The mutual fund scandals have exposed a double standard in the fund industry. Many fund companies have been willing to share information about what their funds own with a chosen few: important clients, prospective investors, brokers and clients. A third of large mutual fund companies recently queried by the Securities and Exchange Commission say they handed out portfolio information to consultants and others in ways that raised concerns with regulators about whether some investors were able to benefit improperly from the information.

At the same time, though, the fund industry has vigorously resisted attempts to make such information known to their shareholders and the public at large. “It’s the ultimate hypocrisy on the part of the industry,” said Mercer E. Bullard, a former SEC lawyer who now heads Fund Democracy, an advocacy group for fund shareholders.

Regulators say that the behavior may have gone beyond hypocrisy. The use of this information to trade in and out of mutual funds and engage in other investment techniques has been at the heart of the funds scandals. Investors used the information, provided by the fund company or by another party, for their personal profit, often to the detriment of fund shareholders.

The mutual fund industry has long understood that knowledge about which stocks a fund owns is valuable. For years, it vigorously opposed efforts to require funds to make public their portfolios more than twice a year. Some fund complexes like the American Funds and Fidelity, a unit of FMR, say that no matter what others have done, they have zealously guarded this information from outsiders.

The SEC is now expected to require fund companies to disclose their fund holdings four times a year, and the industry has dropped its opposition to such a move. The proposal is still pending. But this change does not address the issue of selective disclosure. The SEC needs to provide more guidance in this area, fund analysts and executives say.
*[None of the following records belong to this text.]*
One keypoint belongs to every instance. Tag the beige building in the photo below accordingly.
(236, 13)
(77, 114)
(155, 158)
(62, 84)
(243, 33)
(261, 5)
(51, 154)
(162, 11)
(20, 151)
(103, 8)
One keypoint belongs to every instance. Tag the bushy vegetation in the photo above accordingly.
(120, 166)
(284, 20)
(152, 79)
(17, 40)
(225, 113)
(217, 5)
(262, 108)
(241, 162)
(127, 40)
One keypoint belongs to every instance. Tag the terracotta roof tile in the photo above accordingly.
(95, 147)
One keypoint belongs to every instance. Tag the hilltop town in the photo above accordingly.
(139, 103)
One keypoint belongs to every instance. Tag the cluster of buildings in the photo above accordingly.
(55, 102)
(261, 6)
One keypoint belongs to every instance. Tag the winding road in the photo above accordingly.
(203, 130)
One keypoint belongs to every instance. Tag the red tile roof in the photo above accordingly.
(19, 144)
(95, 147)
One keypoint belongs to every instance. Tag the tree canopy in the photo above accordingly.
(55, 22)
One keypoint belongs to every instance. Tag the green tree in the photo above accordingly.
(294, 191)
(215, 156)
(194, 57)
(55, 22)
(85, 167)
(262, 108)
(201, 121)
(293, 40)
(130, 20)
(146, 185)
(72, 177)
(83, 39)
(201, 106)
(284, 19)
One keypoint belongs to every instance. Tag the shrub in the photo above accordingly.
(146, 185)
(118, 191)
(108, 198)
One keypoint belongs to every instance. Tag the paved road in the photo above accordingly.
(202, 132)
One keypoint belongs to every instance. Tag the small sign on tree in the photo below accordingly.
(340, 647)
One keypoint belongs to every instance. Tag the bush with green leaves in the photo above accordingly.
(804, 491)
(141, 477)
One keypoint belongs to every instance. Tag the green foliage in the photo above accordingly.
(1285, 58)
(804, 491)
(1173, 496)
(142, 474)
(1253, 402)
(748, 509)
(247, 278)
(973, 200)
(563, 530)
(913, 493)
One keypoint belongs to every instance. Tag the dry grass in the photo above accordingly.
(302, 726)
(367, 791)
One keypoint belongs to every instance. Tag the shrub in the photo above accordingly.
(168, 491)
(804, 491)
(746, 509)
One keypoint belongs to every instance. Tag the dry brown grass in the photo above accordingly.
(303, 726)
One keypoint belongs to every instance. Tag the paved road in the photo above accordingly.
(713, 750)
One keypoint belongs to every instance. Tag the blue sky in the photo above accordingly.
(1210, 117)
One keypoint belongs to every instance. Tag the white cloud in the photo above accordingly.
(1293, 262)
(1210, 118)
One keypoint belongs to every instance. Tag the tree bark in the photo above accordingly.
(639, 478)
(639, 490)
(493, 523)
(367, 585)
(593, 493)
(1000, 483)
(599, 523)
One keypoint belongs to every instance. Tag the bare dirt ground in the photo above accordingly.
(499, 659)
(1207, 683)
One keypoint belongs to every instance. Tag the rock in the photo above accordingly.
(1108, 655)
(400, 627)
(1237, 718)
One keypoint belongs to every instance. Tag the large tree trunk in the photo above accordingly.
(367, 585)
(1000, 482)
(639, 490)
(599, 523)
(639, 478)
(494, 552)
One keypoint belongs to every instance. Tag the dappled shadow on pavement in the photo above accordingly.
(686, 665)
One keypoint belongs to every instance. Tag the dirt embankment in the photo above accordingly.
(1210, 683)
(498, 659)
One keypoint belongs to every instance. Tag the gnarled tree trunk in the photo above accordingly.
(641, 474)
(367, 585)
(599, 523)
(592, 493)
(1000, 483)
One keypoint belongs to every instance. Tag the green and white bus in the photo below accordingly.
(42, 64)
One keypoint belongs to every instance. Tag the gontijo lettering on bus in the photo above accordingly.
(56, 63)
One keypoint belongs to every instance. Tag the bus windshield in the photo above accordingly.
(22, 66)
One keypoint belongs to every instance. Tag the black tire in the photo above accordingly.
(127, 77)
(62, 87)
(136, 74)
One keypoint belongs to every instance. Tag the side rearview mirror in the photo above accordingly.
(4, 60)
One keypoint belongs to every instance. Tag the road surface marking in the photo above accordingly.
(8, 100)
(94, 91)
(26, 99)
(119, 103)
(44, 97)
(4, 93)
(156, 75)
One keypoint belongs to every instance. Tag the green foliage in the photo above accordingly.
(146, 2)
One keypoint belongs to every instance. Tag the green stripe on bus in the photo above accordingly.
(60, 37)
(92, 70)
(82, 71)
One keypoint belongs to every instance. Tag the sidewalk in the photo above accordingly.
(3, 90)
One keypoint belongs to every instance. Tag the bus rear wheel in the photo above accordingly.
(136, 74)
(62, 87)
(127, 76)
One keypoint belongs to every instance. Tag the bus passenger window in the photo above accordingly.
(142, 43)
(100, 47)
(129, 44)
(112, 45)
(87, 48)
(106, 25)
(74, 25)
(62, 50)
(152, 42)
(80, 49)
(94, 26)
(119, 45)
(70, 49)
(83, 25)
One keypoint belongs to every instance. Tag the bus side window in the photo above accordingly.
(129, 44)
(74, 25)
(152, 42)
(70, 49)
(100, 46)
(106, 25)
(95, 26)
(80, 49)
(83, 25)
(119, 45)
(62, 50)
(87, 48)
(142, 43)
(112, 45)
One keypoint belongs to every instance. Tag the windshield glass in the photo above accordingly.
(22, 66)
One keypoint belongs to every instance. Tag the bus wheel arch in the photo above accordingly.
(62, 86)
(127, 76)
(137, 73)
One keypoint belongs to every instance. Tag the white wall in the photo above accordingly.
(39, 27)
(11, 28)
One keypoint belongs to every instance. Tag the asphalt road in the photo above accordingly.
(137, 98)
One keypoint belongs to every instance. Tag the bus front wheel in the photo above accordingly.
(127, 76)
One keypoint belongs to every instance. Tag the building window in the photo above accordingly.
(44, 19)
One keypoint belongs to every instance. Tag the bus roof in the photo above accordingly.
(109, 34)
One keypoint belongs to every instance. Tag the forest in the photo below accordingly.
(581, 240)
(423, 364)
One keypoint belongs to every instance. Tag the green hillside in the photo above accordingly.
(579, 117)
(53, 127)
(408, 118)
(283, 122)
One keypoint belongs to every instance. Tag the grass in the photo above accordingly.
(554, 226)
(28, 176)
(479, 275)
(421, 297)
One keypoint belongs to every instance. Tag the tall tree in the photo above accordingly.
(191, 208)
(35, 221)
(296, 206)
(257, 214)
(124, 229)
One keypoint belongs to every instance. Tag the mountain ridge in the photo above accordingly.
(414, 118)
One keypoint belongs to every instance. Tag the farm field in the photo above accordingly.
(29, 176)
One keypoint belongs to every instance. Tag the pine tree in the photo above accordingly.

Regulators, however, may take the position that sharing of portfolio information in exchange for investments or other inducements violates securities laws.

Fund companies also need to review their internal policies. Strong, for example, now says it will not share portfolio information with some investors without making it public to all. Some executives say funds should be required to ask their directors for permission to share information not available to the public and disclose these practices to their shareholders.

Of course, not all sharing of portfolio information is wrong, say fund analysts, securities lawyers and others. They make the distinction between disclosing fund holdings to people like consultants and fund trackers, who use it to advise people on their fund choices, and those who use the information to make money by providing it to investors to trade on or trading on it themselves.

“While most fund companies do an admirable job of disclosing fund holdings to their shareholders, many also provide access to fund holdings more rapidly, more frequently, or both to fund trackers, advisers, consultants or other firms with which an adviser has a business relationship,” two Fidelity executives wrote.